Wednesday, September 20, 2006
We do not enter heaven by being clever
To refresh your mind on what we have covered last week, philosophy is a form of passionate pursuit for wisdom. But one cannot just find wisdom by one's free will - it takes grace or divine intervention from above to do so. You will find it in your everyday activities - only you have not noticed it!
I do not think that in our age, we are wiser than our ancestors. If we are, then how come there were 2 great world wars in the last century? We may be faster (think broadband), stronger (tanks and military equipments) and healthier (better healthcare facilities), but we are certainly not more rational than our forefathers. Parents may send their children to tuition after school hours which may only make them smarter but not wiser! Attributes like tolerance, love, kindness, losing one's life in order to find it etc, can only be learned in real life stage.

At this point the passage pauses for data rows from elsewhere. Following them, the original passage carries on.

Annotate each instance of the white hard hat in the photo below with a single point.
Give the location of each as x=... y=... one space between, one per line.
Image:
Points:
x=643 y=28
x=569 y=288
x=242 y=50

However, I must confess that there is one field that we have picked up in the past century which the ancients had not - and that is human psychology. Aristotle spent much of his life examining nature. His writings were consumed with little animals, elephants and how much they eat, human anatomy - well, just things of this world. He laid the foundation for medical and biological science. Aristotle, in fact, said very little about the soul, the heavens, life of devotion etc which are of prime concern for a religious person. What he did say was that if humans were the most superior living beings on earth, then we would do well to study human life itself, in this sense what we know to be psychology today.
There seem to be a psychological explanation for everything that we do. Humans have needs that sometimes drive us into religion. There is also the subconscious. Dreams sometimes allow us to do what we cannot do in real life. Even society as a whole has a need (like individual needs) that brings them together.
The journey to heaven is not by way of understanding human psychology (the emotions) or serious study of philosophy (the intellect). But we must always keep these two subjects in mind as we go along. Pascal did say that every rational being must admit that at the end of human reasoning, there is still a huge gap between reason and the heavens.